Hi guys,
Being the son of a French falconer, I can tell you that owning those birds is not easy everyday.Specially for falcons.
They are really high maintenance birds, that you need to take care off everyday. They are prone to catch diseases, can suffer from stress and are easily shot down by bored shotgun hunters or getting electrocuted on high power lines.
They need to get trained almost everyday if you want to hunt with them and get good at it. Which mean access to a lot of acres of Great Plains or moors depending if you train them for crows, partridges or grouse. Crows might be the cheapest preys as you fly on site of the prey.
Partridges requires very good trained pointing dogs so that falconer, dogs and bird work in harmony.
While the falcon is climbing high the dogs are working the field till they find partridges and point. You want your falcon as high as possible, as the higher is the falcon the more area he controls. Then you flush the partridges and that is where the falcon does his spectacular dive between 300 and 500 km/h if every thing goes well and where he will knock out the partridge with the heels of his feet( after slowing down though!).

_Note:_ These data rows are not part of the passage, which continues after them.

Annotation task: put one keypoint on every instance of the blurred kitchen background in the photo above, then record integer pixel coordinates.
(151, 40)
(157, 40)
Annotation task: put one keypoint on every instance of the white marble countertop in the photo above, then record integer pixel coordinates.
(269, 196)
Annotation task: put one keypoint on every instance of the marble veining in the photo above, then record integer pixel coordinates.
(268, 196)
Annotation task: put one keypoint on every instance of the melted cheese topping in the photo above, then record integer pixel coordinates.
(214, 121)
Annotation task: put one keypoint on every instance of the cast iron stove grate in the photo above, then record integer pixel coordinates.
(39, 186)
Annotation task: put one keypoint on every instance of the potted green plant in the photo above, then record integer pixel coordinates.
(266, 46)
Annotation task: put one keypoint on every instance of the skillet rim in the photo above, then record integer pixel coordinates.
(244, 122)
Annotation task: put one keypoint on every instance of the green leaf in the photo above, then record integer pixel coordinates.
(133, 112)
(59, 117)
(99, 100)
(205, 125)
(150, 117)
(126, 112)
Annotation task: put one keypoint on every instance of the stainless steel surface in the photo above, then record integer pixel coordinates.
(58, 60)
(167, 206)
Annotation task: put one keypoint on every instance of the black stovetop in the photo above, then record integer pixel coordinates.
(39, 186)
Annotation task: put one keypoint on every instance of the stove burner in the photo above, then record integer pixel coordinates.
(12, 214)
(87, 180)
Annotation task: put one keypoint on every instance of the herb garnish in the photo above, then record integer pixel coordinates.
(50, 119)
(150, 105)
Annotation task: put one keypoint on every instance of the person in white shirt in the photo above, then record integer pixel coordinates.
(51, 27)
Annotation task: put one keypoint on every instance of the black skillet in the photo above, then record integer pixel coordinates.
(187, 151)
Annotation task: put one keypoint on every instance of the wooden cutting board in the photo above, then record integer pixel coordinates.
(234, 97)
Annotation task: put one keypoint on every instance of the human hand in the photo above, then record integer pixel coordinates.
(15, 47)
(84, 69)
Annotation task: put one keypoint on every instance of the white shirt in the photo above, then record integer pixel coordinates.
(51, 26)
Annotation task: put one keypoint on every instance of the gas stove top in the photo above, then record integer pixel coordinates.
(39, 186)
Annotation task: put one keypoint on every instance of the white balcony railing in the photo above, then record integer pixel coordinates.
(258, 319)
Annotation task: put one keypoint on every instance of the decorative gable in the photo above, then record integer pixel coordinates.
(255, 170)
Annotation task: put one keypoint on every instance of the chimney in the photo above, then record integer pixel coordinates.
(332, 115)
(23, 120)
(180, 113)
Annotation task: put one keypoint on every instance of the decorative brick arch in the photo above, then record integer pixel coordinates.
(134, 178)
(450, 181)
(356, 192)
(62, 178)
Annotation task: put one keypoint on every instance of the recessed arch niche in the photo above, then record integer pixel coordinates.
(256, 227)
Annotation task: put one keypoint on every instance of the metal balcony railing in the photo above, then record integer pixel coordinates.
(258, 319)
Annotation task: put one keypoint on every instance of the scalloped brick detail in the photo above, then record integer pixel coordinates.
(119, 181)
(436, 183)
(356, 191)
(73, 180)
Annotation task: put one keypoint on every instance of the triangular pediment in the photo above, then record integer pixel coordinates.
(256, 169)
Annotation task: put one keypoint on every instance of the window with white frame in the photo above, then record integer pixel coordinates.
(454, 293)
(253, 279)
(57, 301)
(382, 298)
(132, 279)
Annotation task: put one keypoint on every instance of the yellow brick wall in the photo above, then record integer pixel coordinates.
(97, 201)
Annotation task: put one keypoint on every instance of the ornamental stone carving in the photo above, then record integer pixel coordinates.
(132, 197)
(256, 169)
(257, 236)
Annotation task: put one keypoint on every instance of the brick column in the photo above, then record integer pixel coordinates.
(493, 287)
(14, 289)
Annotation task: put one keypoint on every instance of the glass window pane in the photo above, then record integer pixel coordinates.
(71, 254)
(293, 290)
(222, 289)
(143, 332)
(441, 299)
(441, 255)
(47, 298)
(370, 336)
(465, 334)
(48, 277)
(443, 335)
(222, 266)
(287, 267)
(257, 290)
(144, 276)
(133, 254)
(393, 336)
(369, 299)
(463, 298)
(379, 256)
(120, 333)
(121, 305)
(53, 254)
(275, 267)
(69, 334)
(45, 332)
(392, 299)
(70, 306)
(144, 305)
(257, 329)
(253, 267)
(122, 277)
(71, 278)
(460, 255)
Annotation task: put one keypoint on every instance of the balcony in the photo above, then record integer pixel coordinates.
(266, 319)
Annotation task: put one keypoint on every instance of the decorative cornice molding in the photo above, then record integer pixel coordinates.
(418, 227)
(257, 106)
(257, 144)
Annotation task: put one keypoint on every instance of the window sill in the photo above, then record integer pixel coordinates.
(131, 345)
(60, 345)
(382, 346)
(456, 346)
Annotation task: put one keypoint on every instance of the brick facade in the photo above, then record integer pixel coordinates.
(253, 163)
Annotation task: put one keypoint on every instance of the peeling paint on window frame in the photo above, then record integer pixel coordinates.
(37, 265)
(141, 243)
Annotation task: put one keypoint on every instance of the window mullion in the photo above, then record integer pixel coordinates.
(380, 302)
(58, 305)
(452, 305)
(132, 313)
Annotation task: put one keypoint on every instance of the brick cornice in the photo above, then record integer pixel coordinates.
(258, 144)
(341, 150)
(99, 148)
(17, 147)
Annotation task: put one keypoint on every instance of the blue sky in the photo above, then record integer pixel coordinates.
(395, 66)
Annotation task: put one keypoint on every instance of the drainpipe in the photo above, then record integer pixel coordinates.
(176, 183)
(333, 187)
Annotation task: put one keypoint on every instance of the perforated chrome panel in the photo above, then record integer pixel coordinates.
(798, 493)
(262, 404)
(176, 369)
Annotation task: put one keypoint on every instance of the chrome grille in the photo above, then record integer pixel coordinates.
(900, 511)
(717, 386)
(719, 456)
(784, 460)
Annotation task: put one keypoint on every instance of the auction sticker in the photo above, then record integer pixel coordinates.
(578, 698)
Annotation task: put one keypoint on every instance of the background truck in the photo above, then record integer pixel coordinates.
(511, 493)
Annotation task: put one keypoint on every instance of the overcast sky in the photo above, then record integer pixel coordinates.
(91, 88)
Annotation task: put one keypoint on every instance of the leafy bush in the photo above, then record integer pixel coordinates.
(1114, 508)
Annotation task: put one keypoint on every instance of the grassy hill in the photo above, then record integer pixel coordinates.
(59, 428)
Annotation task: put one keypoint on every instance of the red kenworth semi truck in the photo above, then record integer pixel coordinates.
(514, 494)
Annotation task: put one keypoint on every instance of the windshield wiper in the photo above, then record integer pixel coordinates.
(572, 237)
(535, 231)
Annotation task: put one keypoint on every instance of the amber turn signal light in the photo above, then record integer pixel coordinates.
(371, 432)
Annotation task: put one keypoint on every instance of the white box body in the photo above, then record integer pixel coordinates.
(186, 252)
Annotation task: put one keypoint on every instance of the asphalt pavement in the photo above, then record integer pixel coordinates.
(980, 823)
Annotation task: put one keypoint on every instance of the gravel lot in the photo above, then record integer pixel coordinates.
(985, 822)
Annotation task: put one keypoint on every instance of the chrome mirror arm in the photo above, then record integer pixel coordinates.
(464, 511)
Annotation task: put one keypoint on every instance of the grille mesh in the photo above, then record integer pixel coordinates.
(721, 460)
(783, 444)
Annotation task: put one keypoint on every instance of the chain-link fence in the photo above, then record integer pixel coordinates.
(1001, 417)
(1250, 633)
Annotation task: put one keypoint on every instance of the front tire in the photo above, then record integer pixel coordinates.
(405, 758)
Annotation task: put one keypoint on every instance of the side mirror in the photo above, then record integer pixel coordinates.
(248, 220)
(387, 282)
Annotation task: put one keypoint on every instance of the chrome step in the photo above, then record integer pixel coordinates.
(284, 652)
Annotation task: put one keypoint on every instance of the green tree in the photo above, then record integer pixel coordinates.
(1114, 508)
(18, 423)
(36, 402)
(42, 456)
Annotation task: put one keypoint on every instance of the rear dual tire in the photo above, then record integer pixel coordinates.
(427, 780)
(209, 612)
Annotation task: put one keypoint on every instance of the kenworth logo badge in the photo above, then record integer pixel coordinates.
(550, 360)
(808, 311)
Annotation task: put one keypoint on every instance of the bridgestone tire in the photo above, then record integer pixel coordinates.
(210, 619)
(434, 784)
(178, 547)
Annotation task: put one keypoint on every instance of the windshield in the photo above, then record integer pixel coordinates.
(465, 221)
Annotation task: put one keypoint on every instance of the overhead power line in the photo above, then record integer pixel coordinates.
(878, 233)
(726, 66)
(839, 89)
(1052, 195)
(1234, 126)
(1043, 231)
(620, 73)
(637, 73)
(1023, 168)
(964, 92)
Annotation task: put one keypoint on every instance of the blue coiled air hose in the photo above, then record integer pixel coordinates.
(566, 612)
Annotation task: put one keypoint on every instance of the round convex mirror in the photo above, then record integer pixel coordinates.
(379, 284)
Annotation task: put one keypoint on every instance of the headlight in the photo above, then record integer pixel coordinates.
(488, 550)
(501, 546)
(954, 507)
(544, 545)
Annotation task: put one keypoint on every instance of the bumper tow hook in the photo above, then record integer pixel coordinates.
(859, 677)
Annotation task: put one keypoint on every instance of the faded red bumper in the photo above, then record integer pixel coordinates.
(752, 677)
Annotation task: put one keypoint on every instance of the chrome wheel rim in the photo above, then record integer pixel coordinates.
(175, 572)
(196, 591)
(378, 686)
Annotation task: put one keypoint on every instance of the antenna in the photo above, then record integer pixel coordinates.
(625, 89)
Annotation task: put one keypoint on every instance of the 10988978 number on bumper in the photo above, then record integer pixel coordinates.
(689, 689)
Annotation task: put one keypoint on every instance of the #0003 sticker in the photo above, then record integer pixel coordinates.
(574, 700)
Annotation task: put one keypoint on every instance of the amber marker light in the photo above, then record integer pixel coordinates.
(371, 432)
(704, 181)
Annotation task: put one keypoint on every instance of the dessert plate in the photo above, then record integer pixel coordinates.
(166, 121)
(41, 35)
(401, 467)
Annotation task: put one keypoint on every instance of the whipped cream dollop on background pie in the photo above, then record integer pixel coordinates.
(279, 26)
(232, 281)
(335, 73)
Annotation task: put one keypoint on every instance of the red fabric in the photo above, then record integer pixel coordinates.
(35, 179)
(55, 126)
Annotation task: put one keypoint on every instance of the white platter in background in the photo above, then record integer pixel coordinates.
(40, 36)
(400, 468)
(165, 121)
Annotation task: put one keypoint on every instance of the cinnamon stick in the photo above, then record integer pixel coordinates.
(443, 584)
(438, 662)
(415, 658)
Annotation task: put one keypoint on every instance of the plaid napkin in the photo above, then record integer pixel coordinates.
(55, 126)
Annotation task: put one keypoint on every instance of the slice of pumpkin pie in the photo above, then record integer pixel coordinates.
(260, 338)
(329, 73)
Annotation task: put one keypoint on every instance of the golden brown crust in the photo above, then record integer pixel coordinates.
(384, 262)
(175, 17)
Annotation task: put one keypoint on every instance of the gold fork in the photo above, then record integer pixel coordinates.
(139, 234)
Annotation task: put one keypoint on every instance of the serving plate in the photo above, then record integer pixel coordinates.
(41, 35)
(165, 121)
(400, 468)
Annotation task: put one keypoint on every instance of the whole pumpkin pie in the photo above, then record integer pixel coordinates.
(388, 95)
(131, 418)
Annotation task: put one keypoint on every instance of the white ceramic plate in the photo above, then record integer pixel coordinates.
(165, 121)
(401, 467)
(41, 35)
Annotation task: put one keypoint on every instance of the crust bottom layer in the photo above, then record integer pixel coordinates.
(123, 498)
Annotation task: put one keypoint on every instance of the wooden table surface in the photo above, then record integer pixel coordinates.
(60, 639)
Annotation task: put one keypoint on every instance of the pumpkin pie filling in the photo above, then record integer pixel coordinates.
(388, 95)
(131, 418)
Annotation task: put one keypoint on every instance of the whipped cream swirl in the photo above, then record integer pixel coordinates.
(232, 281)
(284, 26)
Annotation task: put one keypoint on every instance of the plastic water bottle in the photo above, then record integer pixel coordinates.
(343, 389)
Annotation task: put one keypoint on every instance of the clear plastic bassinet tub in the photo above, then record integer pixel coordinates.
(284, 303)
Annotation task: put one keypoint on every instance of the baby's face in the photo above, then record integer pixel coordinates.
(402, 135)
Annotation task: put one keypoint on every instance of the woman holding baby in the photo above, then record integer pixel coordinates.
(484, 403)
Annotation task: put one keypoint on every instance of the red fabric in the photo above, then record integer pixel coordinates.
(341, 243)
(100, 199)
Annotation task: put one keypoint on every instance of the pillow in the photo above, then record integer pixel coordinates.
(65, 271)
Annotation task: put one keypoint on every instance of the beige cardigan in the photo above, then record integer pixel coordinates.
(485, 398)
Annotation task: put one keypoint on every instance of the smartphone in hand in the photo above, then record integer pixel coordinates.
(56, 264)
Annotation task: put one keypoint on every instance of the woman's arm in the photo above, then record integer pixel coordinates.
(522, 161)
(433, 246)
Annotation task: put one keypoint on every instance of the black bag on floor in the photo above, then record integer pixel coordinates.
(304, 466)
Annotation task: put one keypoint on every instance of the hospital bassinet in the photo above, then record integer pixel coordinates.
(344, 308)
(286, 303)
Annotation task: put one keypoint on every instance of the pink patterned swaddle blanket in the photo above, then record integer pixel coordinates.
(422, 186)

He then dives back on the partridge and finishes it on the ground before starting his meal.( you always fly an hungry bird,that is his motivation to catch). If you arrive too late to retrieve him on his feeding spot he will just fly away and won't bother getting back to you. That is the wild part of the bird that never quit them. It is then very hard to get them back in that case.
The grouse flying is similar but at the expense of having access to a Scottish moor just for yourself and your bird(s) which is not always welcome by every owner of such land.
The successful flight described above when the falcon disappearing in the clouds before diving is not that common and only a handful of european falconers manage to get such flights from time to time after considerable hours of training.